International career
- 1971: USSR / 2 / (0)

Managerial career
- 1973–1977: FC Karpaty Lviv (assistant)
- 1980–1987: FC Karpaty Lviv (academy)
- 1987–1988: DYuSSh-4 Lviv
- 1989: FC Karpaty Lviv (nachalnik)

= Ihor Kulchytskyi =

Soviet football player

Ihor Yevstakhiyovych Kulchytskyi (Ігор Євстахійович Кульчицький, Игорь Евстафьевич Кульчицкий; born 13 August 1941) is a retired Soviet football player, Master of Sports of the USSR.

==Biography==
Kulchytsky was born during World War II in occupied by the Nazi Germany Western Ukraine. After the war he finished the Lviv Institute of Physical Culture and the school of Journalism of Lviv University.

From 1961 to 1973 Kulchytsky was a non-amateur football player, playing mostly in the All-Soviet competitions, while spending some years in other clubs from the western Ukraine.
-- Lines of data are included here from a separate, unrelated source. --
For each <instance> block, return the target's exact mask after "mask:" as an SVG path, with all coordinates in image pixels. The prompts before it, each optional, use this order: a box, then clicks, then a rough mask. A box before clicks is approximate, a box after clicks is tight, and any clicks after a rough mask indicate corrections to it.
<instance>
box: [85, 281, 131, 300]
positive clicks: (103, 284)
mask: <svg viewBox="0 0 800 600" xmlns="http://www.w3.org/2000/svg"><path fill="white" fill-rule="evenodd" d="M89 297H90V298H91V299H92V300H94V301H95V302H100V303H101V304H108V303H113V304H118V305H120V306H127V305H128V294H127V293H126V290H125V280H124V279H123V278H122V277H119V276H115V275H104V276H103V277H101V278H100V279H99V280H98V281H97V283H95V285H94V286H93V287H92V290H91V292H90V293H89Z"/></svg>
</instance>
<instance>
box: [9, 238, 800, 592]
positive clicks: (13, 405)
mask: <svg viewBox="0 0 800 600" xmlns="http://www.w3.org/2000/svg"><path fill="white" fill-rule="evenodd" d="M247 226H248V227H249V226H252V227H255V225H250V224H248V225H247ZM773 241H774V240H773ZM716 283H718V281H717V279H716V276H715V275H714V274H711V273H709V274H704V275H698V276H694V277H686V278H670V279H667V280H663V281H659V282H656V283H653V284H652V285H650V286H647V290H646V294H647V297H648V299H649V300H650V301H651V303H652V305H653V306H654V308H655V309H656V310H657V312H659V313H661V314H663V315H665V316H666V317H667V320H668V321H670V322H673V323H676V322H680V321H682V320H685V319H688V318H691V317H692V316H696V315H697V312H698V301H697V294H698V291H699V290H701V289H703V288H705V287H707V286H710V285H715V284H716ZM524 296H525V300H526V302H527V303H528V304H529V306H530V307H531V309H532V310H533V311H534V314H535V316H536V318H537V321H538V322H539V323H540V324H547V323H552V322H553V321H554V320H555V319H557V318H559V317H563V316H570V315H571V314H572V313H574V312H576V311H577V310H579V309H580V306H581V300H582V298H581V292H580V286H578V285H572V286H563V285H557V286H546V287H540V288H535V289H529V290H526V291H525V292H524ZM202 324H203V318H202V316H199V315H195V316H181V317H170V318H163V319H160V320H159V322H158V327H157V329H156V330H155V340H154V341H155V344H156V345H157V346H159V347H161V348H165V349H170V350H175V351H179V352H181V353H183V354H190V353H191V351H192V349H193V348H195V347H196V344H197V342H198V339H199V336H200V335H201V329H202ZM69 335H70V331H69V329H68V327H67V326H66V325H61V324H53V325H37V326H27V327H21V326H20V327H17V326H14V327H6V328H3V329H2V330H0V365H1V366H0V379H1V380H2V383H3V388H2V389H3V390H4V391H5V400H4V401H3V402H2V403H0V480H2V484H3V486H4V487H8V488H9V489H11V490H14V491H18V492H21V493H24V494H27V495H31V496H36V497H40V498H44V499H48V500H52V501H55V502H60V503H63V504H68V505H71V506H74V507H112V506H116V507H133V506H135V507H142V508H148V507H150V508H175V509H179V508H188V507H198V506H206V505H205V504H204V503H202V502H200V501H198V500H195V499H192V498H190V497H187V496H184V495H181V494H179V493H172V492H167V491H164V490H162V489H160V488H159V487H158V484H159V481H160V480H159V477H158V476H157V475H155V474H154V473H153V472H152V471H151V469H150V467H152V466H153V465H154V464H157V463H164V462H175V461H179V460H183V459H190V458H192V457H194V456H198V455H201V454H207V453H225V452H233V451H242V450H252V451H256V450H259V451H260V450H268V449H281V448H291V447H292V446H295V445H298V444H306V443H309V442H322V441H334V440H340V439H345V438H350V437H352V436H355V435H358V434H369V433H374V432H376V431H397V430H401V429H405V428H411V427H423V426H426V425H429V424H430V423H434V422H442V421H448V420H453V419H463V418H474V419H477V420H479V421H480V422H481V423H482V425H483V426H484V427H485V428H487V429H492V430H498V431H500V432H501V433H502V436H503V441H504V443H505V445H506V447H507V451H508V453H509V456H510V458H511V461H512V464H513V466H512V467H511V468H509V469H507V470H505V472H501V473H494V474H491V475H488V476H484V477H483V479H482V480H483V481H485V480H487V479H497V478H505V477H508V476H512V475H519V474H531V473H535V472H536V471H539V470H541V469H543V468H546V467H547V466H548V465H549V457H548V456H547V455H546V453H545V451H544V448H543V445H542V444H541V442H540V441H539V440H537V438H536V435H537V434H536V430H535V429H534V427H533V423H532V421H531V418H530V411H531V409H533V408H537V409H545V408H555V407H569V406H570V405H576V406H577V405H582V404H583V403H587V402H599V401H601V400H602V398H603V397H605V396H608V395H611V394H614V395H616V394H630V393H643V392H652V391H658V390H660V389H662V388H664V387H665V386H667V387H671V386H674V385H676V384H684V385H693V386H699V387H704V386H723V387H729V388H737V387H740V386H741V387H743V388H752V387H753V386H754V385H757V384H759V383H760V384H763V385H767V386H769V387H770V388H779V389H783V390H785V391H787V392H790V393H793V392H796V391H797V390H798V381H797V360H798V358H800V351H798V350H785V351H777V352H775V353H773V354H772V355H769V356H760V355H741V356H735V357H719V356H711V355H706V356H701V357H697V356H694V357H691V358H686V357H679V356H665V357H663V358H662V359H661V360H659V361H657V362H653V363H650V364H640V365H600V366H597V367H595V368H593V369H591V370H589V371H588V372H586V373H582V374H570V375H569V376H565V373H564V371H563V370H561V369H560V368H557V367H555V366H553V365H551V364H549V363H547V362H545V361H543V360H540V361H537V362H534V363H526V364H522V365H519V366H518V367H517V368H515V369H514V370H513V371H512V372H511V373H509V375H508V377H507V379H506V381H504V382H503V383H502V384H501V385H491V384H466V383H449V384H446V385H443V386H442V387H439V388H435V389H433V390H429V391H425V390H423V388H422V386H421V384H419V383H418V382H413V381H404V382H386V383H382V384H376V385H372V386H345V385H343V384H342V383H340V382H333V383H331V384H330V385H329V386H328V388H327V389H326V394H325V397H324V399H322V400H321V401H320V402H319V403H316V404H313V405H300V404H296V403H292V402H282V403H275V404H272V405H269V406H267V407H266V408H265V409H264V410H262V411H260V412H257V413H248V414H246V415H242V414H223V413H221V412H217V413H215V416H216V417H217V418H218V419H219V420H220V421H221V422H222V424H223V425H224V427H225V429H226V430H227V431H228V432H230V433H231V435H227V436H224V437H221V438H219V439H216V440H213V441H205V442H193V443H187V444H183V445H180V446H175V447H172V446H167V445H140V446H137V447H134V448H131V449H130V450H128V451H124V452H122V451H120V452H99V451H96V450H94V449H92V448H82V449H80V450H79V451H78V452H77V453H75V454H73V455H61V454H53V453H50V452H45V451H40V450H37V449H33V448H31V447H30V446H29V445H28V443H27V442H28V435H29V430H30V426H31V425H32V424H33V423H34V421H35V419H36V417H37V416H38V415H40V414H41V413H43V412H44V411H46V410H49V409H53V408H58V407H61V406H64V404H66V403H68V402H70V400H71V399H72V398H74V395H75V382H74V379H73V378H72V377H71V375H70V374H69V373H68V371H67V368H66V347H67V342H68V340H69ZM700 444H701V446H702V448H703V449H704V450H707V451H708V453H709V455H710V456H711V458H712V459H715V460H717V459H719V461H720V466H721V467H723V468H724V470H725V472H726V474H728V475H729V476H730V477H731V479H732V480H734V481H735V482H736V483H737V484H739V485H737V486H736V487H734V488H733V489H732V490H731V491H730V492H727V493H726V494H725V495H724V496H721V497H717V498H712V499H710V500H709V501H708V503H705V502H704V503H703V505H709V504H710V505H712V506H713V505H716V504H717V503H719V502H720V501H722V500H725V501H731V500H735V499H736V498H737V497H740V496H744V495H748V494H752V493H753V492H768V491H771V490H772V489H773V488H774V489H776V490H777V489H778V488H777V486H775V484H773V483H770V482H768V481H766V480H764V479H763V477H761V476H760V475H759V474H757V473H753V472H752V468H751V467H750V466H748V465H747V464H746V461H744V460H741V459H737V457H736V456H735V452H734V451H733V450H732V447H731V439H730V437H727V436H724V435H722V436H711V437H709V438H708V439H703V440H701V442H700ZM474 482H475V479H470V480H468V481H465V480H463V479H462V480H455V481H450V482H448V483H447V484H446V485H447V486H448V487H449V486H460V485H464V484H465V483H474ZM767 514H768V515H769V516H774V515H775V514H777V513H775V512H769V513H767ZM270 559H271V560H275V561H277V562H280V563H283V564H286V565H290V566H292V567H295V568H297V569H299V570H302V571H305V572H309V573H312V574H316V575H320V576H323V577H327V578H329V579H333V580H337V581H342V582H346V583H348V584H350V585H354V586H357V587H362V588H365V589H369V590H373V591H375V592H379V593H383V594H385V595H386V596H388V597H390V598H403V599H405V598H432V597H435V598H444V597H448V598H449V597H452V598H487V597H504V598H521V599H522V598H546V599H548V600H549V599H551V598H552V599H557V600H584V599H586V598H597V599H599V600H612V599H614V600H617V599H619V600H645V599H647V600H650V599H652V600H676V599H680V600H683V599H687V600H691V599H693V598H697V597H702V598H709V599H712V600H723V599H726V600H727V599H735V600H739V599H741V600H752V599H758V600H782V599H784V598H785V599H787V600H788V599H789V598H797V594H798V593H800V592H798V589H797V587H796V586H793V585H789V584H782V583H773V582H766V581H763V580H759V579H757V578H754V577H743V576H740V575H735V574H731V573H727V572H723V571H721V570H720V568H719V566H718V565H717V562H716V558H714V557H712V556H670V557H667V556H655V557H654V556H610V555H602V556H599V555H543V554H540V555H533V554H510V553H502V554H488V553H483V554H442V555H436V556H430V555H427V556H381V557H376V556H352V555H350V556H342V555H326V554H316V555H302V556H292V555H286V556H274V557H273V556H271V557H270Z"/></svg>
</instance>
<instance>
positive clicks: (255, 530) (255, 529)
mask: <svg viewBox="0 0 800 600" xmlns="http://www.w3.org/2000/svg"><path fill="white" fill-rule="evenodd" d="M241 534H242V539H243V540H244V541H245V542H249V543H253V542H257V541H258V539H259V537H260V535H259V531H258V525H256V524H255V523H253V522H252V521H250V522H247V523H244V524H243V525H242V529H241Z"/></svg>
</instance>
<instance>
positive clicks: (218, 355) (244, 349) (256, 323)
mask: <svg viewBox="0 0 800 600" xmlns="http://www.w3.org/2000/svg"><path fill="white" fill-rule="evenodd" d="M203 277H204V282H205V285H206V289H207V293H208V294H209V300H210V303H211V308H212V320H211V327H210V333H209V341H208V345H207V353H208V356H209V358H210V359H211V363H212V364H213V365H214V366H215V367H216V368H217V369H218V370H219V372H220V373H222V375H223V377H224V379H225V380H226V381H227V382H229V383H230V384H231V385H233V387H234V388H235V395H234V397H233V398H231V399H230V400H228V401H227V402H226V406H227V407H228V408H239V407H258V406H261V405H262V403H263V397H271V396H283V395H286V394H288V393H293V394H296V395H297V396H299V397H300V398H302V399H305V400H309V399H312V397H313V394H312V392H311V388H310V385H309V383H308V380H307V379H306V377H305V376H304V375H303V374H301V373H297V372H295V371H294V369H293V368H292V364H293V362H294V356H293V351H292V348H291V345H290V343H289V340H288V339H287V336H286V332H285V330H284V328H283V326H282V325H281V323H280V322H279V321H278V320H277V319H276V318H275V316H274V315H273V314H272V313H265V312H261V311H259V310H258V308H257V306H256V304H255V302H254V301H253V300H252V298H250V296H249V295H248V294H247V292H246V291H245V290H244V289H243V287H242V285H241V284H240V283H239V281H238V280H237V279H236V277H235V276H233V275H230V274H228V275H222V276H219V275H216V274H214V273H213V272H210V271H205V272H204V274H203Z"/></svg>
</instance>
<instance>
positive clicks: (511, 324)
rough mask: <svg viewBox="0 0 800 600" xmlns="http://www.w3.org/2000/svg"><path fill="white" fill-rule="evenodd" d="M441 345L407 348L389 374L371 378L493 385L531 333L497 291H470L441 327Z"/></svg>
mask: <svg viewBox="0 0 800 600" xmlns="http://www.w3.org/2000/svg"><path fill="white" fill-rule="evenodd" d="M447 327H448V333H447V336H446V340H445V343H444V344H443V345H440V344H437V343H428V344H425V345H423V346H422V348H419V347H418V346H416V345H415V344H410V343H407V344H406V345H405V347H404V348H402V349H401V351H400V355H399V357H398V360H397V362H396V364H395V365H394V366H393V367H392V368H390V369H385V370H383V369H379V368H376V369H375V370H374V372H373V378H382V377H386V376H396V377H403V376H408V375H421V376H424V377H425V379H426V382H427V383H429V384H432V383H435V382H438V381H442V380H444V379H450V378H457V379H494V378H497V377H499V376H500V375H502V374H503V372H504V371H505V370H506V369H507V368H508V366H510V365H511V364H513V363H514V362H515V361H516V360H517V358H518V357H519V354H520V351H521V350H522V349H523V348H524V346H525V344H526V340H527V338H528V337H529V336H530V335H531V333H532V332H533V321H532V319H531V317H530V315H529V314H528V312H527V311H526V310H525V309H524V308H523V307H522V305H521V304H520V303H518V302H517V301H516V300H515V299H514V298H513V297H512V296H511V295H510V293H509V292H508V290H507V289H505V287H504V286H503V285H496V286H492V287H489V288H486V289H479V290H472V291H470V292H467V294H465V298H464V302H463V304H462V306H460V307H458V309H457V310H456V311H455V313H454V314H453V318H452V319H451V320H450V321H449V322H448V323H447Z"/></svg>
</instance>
In 1969 being a captain of Karpaty Lviv, he led the team to victory in the Soviet Cup competition where in final at Luzhniki Stadium of Vladimir Lenin they beat Rostov Army team.

Upon retiring Kulchytsky studied at the Higher school of coaches in Moscow. In 1987–88 he was a children coach of his former sports school (Sports school 4). In 1989 Kulchytsky became a team administrator of Karpaty Lviv. Later he worked for cities authorities until 2001. Since then Kulchytsky represents Karpaty at the Football Federation of Lviv Oblast.

==Honours==
- Soviet Cup winner: 1969.

==International career==
Kulchytsky made his debut for USSR on 17 February 1971 in a friendly against Mexico.